使用 UliEngineering 绘制微带线阻抗与线宽的关系图

以下图表提供了一种直观方式，用于展示不同基板高度和厚度下微带线宽度与阻抗之间的关系。

关于标准 PCB 叠层厚度和 $\epsilon_r$ 值的更多信息，请参见不同标准叠层的半固化片和芯板厚度。

微带线阻抗

查看相同数据的另一种方式是，针对预设阻抗值绘制介电厚度与走线宽度的关系图：

微带线宽度 mm

或以 mil 为单位：

微带线宽度 mil

基础示例

以下 Python 脚本展示了如何使用 UliEngineering 库计算单组参数的微带线阻抗。
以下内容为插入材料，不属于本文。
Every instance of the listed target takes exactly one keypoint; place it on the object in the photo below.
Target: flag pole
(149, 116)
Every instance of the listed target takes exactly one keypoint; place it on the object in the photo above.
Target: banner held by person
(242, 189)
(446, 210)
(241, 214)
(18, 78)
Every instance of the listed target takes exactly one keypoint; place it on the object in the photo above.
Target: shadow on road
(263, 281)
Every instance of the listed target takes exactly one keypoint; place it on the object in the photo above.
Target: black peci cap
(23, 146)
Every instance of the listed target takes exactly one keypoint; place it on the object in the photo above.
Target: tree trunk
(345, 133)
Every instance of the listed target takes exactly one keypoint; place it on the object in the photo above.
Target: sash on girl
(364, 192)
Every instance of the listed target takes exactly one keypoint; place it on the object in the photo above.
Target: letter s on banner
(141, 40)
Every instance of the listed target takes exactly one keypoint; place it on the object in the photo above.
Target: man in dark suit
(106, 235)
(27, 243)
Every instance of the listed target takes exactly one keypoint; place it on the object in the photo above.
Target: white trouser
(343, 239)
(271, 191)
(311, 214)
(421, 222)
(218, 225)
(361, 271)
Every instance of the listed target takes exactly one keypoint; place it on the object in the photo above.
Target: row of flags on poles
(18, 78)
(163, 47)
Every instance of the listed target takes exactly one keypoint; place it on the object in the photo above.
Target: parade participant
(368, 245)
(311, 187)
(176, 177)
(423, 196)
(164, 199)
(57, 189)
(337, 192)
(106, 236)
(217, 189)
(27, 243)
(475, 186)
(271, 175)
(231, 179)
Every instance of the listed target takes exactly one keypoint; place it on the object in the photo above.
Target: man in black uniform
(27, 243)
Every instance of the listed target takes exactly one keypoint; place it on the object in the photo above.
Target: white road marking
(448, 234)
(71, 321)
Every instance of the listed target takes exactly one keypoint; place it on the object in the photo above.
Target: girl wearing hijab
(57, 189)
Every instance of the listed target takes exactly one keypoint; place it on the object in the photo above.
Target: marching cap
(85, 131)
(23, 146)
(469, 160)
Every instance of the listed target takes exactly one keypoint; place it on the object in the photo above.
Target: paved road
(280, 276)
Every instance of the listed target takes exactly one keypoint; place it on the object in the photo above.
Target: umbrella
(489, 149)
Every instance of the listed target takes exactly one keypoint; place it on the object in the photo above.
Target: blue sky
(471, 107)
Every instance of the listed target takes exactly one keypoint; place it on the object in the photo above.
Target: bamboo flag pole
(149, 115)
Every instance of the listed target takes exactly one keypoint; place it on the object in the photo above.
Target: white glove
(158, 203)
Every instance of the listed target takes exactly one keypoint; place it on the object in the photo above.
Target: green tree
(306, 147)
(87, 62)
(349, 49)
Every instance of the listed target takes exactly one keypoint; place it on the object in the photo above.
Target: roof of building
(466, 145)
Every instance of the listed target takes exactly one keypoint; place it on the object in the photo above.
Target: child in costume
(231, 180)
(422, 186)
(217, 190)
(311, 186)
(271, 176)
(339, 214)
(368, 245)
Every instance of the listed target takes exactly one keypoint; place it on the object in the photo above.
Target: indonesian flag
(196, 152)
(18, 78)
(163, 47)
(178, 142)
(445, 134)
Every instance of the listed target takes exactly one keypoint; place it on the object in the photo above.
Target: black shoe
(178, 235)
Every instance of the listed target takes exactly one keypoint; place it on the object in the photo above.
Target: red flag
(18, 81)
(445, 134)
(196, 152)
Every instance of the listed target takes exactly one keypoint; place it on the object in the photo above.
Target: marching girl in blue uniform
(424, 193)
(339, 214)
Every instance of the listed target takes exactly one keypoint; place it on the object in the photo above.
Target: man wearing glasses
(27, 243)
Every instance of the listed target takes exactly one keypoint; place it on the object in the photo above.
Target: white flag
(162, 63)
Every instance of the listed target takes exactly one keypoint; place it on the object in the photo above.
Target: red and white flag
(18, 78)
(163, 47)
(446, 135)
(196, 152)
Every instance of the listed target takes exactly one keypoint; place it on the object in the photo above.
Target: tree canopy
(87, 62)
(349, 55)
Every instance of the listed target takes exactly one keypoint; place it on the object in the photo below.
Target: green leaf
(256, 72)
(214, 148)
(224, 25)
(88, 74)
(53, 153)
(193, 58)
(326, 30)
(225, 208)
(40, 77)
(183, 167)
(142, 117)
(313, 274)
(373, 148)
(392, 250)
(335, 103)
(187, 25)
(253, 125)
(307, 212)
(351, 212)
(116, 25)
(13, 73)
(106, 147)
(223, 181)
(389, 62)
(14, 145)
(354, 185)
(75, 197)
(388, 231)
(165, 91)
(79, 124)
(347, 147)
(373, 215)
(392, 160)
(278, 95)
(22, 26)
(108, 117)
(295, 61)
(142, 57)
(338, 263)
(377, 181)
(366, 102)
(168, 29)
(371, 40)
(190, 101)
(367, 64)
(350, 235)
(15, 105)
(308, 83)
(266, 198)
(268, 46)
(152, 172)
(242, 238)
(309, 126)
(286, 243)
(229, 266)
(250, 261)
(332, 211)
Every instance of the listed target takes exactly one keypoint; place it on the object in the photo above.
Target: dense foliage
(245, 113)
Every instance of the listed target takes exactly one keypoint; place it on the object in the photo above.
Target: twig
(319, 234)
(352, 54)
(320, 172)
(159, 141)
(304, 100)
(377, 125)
example_microstrip_width_calculation.py

#!/usr/bin/env python3
from UliEngineering.Electronics.Microstrip import microstrip_width
from UliEngineering.EngineerIO import format_value
from UliEngineering.EngineerIO.Length import convert_length_to_unit

# 使用带单位的字符串参数计算 50 Ω 微带线的宽度
w = microstrip_width("50 Ω", h="150 um", t="35 um", e_r="4.4")
# 将结果（米）转换为 mil 并打印
w_mil = convert_length_to_unit(w, "m", "mil")
print(format_value(w_mil, "mil"))

#!/usr/bin/env python3
from UliEngineering.Electronics.Microstrip import microstrip_width
from UliEngineering.EngineerIO import format_value
from UliEngineering.EngineerIO.Length import convert_length_to_unit

# 使用带单位的字符串参数计算 50 Ω 微带线的宽度
w = microstrip_width("50 Ω", h="150 um", t="35 um", e_r="4.4")
# 将结果（米）转换为 mil 并打印
w_mil = convert_length_to_unit(w, "m", "mil")
print(format_value(w_mil, "mil"))

示例脚本输出

output.txt

10.2 mil

10.2 mil

绘图源代码

以下脚本用于生成上方所示的阻抗与线宽关系图。

plot_microstrip_impedance_vs_width.py

#!/usr/bin/env python3
# SPDX-License-Identifier: CC0-1.0
import numpy as np
import matplotlib.pyplot as plt
from matplotlib.ticker import FuncFormatter, AutoMinorLocator

# UliEngineering 导入
from UliEngineering.Electronics.Microstrip import microstrip_impedance
from UliEngineering.EngineerIO import format_value
from UliEngineering.EngineerIO.Length import normalize_length

# 常量
e_r = 4.4
thicknesses = ["100um", "150um", "200um", "1550um"]
# 铜厚（默认 35um，因为未指定但计算需要）
t_copper = "35um"

# 宽度轴：1mil 到 10mm 线性
w_min = normalize_length("1mil")
w_max = normalize_length("10mm")
# 对于对数 x 轴，需要对数间隔的宽度值；使用 np.logspace
widths = np.logspace(np.log10(w_min), np.log10(w_max), 1000)

# 绘图
plt.style.use("ggplot")
fig, ax = plt.subplots(figsize=(10, 12))

# 生成颜色
colors = plt.cm.viridis(np.linspace(0, 1, len(thicknesses)))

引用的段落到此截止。